A bússola adúltera, quinto livro de Felipe Franco Munhoz, confirma o estilo que vem sendo trabalhado pelo autor em suas obras mais recentes, no qual expande as fronteiras da literatura, buscando diálogos com outras linguagens artísticas que vão das artes cênicas à música. O autor vem sendo amplamente considerado como uma das vozes mais autênticas da literatura contemporânea brasileira, tendo recebidos elogios de críticos, artistas e autores, tais como Tom Stoppard, que o considera “um experimentalista no melhor sentido, um verdadeiro modernista. Seus textos publicados são diferentes de quaisquer textos que eu já tenha visto: apenas ao olhar para eles, sabemos que Franco Munhoz está expandindo fronteiras”. Sobre Identidades, segundo livro do autor, publicado pela Editora Nós (2018), Caetano Veloso disse: “Nunca encontrei nada parecido dentre as coisas que pessoas jovens me dão para olhar. Mesmo as rubricas de cena são poesia”.
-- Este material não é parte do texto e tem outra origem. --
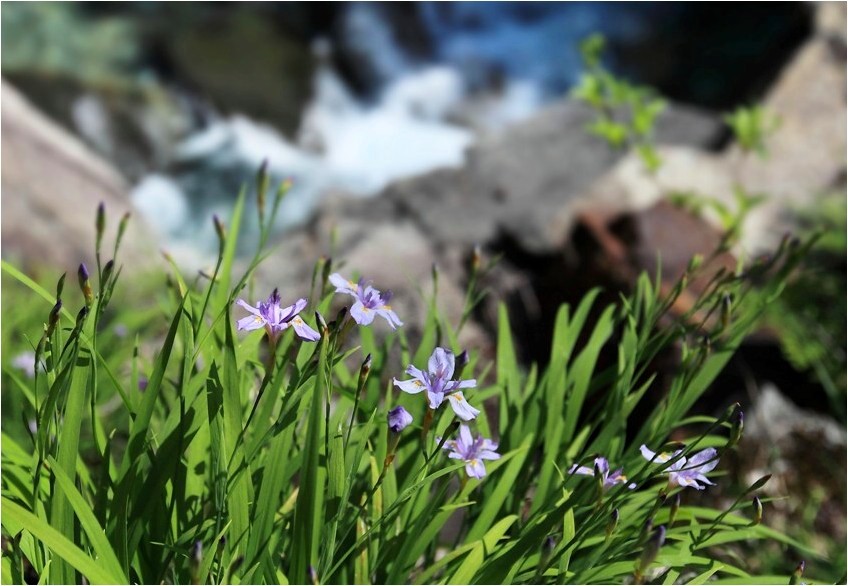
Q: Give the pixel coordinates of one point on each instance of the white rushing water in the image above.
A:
(423, 117)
Felipe Franco Munhoz nasceu em São Paulo (1990). Graduado em Comunicação Social pela UFPR, é autor dos livros “Mentiras” (Nós, 2016), que recebeu uma Bolsa Funarte de Criação Literária, “Identidades” (Nós, 2018), “Lanternas ao nirvana” (Record, 2022), “Dissoluções” (Record, 2024), “A bússola adúltera” (Ars et Vita, 2024) e “Guide to a Fall” (University of Iowa International Writing Program, 2025; em coautoria com Nada Alturki). Seu trabalho obteve críticas favoráveis de jornais como Folha de S.Paulo, O Estado de S. Paulo, O Globo, Valor Econômico e Estado de Minas. Sobre “Identidades”, Caetano Veloso disse: “Nunca encontrei nada parecido dentre as coisas que pessoas jovens me dão para olhar. Mesmo as rubricas de cena são poesia. ‘Identidades’ tem um lugar único na literatura brasileira contemporânea.” Traduziu, do russo, a seleta de poemas de A. Púchkin “O Cavaleiro de Bronze e outros poemas” (Kalinka, 2022), premiado com uma menção honrosa da ABRALIC. Foi contemplado com as fellowships e residências: International Writing Program (EUA) – apoiado pelo Bureau of Educational and Cultural Affairs at the U.S. Department of State -, Santa Maddalena Foundation (Itália), MacDowell (EUA), Ucross Foundation (EUA), Sangam House (Índia) – apoiado pelo Itamaraty -, Festival Artes Vertentes (Tiradentes, MG) e Art Omi: Writers (EUA); para a Art Omi, Tom Stoppard escreveu: “Um experimentalista no melhor sentido, um verdadeiro modernista. Seus textos publicados são diferentes de quaisquer textos que eu já tenha visto: apenas ao olhar para eles, sabemos que Franco Munhoz está expandindo fronteiras.”